Bacaan Kitab Suci hari ini berkisah tentang janda miskin yang memberi dari kekurangan.
Janda pertama seorang non-Yahudi, dari suku Siro-Fenesia. Dia tinggal di daerah Sidon, tepatnya di Sarfat. Dia ditemui oleh nabi Elia yang meminta makanan pada saat kelaparan hebat sedang melanda wilayah itu.
Dari segenggam tepung dalam tempayan dan sedikit minyak dalam buli-buli, harta terakhir yang dimilikinya bersama anak tunggalnya, dibuatnyalah sepotong roti untuk nabi Elia.
Keikhlasannya memberi dan keyakinannya akan kata-kata nabi Elia mendatangkan mukjizat: tepung dalam tempayan dan minyak dalam buli-buli tidak habis sampai masa kelaparan berlalu ( 1 Raj 17:16).
Allah mengganjar orang yang memberi dengan tulus dari kekurangan namun percaya bahwa Allah akan menunjukkan cinta kepadanya.
Kisah kedua tentang persembahan seorang janda miskin yang dipuji oleh Yesus (Mark 12:41-44).
Kisah ini adalah kontras dari kisah sebelumnya dimana Yesus mengkritik para tokoh agama, yakni Ahli Taurat yang menunjukkan kesombongan dan kemunafikan: memakai jubah panjang, duduk di tempat terhormat dan berdoa panjang-panjang.
Seorang janda tanpa anak mengalami tragedi ganda. Dalam kemiskinannya dia tidak mempunyai harapan akan masa depannya. Di masa tua hidupnya akan sepenuhnya tergantung pada belaskasihan orang.
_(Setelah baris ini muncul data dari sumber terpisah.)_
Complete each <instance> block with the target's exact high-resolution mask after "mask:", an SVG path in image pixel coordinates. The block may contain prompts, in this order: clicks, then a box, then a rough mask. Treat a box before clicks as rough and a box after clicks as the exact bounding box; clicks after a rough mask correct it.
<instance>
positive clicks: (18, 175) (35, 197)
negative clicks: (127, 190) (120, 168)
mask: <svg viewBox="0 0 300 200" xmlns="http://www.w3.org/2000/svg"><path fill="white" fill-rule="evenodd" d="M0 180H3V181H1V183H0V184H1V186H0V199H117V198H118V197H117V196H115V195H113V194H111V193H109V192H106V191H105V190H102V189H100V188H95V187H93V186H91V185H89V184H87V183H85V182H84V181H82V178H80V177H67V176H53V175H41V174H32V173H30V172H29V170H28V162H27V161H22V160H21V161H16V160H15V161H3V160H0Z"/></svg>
Akan tetapi hal ini tidak membuatnya kehilangan ketaatan akan kewajinan keagamaan untuk beramal, tidak mengurangi kerelaannya untuk berbagi dan keyakinan akan kasih Allah.
Duit dua peser, yang merupakan harta satu-satunya, tetap diberikan sebagai persembahan.
Kepada siapa uang persembahan ini? Menjadi Ahli Taurat pada masa itu bukan pekerjaan profesional yang digaji.
Kebanyakan dari mereka justru miskin. Uang hasil persembahan ini biasanya dipakai untuk kepentingan peribadatan, pemeliharaan Bait Allah dan menghidupi para Ahli Taurat ini.
Janda ini dipuji oleh Yesus, bukan terutama karena kemiskinannya, tapi karena ketaatan, kesalehannya, dan keikhlasan memberikan semua yang dia punyai, termasuk jaminan masa depannya.
Dengan kata lain, dia memberikan dirinya secara total dalam tangan Tuhan. Seolah-olah dia berkata: seluruh yang kumiliki sudah kuserahkan, sekarang hidupku hanya tergantung pada Tuhan.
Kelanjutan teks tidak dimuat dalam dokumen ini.